Perpres hanya mengatur bahwa pengawasan pelaksanaan Perpres ini dapat dilakukan oleh Menteri, gubernur, bupati, walikota, tetapi tidak ada penjelasan lebih lanjut tentang apa yang dimaksud dari “pengawasan” tersebut.
Mungkin juga ada yang mempertanyakan alasan mengapa cakupan Perpres 2019 ini harus seluas itu. Bila berbicara tentang pidato pejabat, masih wajar jika ada peraturan yang mewajibkan mereka menggunakan Bahasa Indonesia. Begitu pula dengan nama jalanan—mungkin agar lebih seragam. Namun, apakah memang harus sampai mengatur bahasa yang digunakan untuk komunikasi di lingkungan kerja? Perlukah hingga bahasa yang digunakan untuk mengutarakan informasi di media massa diwajibkan Bahasa Indonesia? Dan bagaimana dengan lembaga pendidikan nasional yang memang menawarkan kurikulum kelas-kelas bahasa Inggris—apakah tidak lagi bisa dilanjutkan karena Perpres ini?

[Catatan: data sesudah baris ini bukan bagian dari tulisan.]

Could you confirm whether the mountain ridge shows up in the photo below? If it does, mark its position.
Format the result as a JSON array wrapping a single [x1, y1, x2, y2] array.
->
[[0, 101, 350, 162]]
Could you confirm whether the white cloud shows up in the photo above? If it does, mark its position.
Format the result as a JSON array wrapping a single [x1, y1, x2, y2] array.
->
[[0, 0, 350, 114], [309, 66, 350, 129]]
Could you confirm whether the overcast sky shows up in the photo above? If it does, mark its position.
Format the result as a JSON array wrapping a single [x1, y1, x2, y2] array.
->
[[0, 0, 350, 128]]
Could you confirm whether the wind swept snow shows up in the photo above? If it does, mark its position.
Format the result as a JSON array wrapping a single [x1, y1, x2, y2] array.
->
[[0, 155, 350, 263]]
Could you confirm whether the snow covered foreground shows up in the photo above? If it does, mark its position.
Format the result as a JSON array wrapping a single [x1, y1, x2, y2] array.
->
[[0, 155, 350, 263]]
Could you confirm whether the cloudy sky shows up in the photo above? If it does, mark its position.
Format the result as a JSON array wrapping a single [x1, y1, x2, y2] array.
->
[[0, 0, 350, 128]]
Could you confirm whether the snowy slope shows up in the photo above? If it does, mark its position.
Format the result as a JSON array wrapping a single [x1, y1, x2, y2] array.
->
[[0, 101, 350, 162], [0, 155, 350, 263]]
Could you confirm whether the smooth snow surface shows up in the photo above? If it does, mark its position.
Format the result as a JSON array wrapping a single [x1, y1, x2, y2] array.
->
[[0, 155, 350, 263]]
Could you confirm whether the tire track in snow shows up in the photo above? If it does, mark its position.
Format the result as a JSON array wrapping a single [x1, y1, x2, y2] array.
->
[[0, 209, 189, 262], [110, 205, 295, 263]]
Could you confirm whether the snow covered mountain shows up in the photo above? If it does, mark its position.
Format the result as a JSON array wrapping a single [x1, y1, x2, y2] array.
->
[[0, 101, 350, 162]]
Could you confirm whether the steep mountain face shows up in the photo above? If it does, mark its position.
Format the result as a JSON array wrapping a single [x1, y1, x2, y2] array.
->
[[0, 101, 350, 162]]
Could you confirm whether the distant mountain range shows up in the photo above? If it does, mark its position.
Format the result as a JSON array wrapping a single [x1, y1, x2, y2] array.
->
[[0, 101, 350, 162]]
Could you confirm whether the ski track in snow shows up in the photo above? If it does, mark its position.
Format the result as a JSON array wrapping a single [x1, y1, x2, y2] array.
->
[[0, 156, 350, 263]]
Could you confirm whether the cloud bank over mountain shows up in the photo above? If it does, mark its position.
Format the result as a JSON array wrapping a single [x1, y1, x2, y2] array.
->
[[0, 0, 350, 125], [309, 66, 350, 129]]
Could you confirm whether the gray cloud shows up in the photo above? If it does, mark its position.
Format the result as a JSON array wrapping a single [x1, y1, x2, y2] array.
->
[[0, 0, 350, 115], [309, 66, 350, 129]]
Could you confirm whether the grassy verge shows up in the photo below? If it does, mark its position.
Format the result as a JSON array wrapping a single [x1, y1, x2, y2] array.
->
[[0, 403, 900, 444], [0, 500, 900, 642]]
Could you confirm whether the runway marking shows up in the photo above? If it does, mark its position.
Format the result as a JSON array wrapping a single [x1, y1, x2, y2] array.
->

Ada yang mungkin berargumentasi bahwa Perpes ini disusun untuk menyebarkan “nasionalisme” dan meratakan penggunaan Bahasa Indonesia. Namun, ada juga yang dapat merasa bahwa cakupan Perpres tidak perlu seluas itu. Mungkin ada yang memberi perusahaan mereka nama dalam bahasa asing atau daerah dan juga mempromosikan produk mereka demikian, karena itulah yang paling cocok untuk memaparkan identitas mereka.
Mungkin ada media yang biasa memaparkan informasi mereka dalam bahasa asing atau daerah hanya karena mereka nyaman melakukannya dengan demikian. Bukankah hal ini seharusnya terserah mereka? Dan akankah peraturan ini berpotensi membuat orang menjadi lebih malas belajar bahasa asing? Lagipula, kembali lagi, hukum ini saja tidak jelas tentang implementasinya dan apa yang akan terjadi jika tidak dijalankan.
Untuk menyimpulkan, Perpres No. 63 Tahun 2019 ini mengatur tentang penggunaan Bahasa Indonesia dalam cakupan yang termasuk luas, karena tidak hanya bersangkutan dengan pemerintah dan pejabat, tetapi juga berkaitan dengan kehidupan sehari-hari masyarakat. Di satu sisi, hukum ini memang lebih komprehensif dibandingkan dengan UU. No. 24 Tahun 2009, yang semula digunakan untuk referensi penggunaan bahasa dalam perjanjian.
Orang-orang juga ada yang memiliki pandangan bahwa Perpres ini dapat membantu pemerataan penggunaan bahasa Indonesia. Namun, ada juga yang berpendapat bahwa pewajiban penggunaan Bahasa Indonesia seharusnya tidak perlu seluas yang diatur di Perpes baru, dan masih ada banyak yang belum diatur dengan jelas di hukum ini. Perpres ini memberikan cakupan tentang apa saja yang wajib menggunakan Bahasa Indonesia, namun prosedurnya masih belum dipaparkan dengan jelas, begitu pun konsekuensi dari tidak menjalankan peraturan.